During promotion for his book, Brand stated that he would use the profits to fund a social enterprise to employ former drug users in "abstinence-based recovery" and help them return to work.

The café is located on the New Era estate, whose residents faced eviction in 2014 when their rents were to be tripled by a new owner, Westbrook Partners. They campaigned against the proposed purchase by Westbrook, and Brand supported and drew attention to the residents' cause. In December 2014, Westbrook backed out and the approximately 100 families of the New Era estate ultimately were able to stay.

==Facility==

In February 2015, work began on the facility, next to a printing shop and a barbershop. The location was formerly a clothes shop but was empty for some time. The café opened its doors on the morning of 26 March 2015, with approximately 200 people coming for the event.

Brand stated that he hopes to have a chain of self-supporting social enterprises.
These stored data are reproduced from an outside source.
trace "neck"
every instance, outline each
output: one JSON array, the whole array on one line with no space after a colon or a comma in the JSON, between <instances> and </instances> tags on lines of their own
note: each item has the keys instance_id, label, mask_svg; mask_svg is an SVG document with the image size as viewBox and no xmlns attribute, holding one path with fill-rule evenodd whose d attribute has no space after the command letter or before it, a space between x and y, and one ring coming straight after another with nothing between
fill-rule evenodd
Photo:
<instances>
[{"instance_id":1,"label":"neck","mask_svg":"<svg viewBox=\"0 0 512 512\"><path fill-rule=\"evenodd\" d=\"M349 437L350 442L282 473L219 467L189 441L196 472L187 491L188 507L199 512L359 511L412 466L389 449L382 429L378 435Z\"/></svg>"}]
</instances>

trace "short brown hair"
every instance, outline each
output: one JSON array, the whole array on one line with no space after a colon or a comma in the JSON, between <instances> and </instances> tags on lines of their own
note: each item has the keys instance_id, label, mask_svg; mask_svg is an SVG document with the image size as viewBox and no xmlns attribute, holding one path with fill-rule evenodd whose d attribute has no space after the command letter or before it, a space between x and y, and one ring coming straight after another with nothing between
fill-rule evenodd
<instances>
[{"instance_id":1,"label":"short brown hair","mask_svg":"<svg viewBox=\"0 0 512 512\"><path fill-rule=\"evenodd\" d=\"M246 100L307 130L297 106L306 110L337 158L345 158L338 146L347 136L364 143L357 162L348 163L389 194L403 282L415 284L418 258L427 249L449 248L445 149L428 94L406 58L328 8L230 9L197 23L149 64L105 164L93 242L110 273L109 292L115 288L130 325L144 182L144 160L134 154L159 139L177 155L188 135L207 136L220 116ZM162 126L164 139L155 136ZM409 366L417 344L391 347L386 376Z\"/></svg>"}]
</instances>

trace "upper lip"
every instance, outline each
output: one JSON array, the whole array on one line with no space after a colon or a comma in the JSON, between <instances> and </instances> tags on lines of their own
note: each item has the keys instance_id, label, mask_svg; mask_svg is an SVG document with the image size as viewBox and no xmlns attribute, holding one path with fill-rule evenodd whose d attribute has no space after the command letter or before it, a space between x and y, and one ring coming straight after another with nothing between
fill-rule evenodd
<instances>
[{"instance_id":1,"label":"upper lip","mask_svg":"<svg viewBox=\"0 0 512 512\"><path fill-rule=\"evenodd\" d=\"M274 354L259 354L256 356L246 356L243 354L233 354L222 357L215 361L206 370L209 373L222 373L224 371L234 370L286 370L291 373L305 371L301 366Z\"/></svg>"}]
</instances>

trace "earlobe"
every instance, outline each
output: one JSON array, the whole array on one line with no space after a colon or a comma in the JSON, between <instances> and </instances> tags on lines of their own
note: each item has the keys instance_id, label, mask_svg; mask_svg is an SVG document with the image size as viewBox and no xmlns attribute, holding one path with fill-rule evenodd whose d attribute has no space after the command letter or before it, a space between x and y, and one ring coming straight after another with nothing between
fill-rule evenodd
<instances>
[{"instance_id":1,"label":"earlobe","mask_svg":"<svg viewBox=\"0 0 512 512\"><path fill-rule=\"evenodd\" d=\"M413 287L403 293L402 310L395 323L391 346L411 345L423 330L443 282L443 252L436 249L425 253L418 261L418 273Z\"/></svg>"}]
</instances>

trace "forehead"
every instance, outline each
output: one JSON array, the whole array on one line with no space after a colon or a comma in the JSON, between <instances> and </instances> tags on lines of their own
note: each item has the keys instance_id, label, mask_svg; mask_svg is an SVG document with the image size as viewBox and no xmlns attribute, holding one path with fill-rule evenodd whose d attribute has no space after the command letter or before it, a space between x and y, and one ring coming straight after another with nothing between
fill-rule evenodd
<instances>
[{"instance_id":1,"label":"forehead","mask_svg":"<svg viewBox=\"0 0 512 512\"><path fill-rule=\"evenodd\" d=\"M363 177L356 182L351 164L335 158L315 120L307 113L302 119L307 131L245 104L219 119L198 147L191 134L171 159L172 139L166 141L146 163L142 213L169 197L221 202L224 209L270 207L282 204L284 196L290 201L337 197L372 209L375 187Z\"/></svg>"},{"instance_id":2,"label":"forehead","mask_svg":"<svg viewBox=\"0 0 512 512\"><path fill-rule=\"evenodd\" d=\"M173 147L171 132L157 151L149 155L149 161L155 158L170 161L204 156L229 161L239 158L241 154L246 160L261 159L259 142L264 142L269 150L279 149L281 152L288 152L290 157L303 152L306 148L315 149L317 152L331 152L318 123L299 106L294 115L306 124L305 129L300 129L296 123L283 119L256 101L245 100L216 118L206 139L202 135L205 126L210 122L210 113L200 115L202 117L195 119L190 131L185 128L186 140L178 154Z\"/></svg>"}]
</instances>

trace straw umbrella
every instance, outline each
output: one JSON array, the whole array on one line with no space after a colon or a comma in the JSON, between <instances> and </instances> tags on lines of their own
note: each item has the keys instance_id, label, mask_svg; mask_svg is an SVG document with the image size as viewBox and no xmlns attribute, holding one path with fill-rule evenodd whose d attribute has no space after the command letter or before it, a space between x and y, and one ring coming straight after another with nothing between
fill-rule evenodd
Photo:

On the café opening, he told the crowd, "In this book, I wrote about how the way to change politics is not depending on the existing political class and the existing political system, but for us ourselves to start grassroots movements like what has happened on the New Era estate...this café is going to be run by people in abstinence-based recovery. It's a model which is not for profit, a fully self-supporting new economic enterprise."

As of July 2015, the cafe employed seven recovering addicts, who are paid £9.15 per hour, and a manager.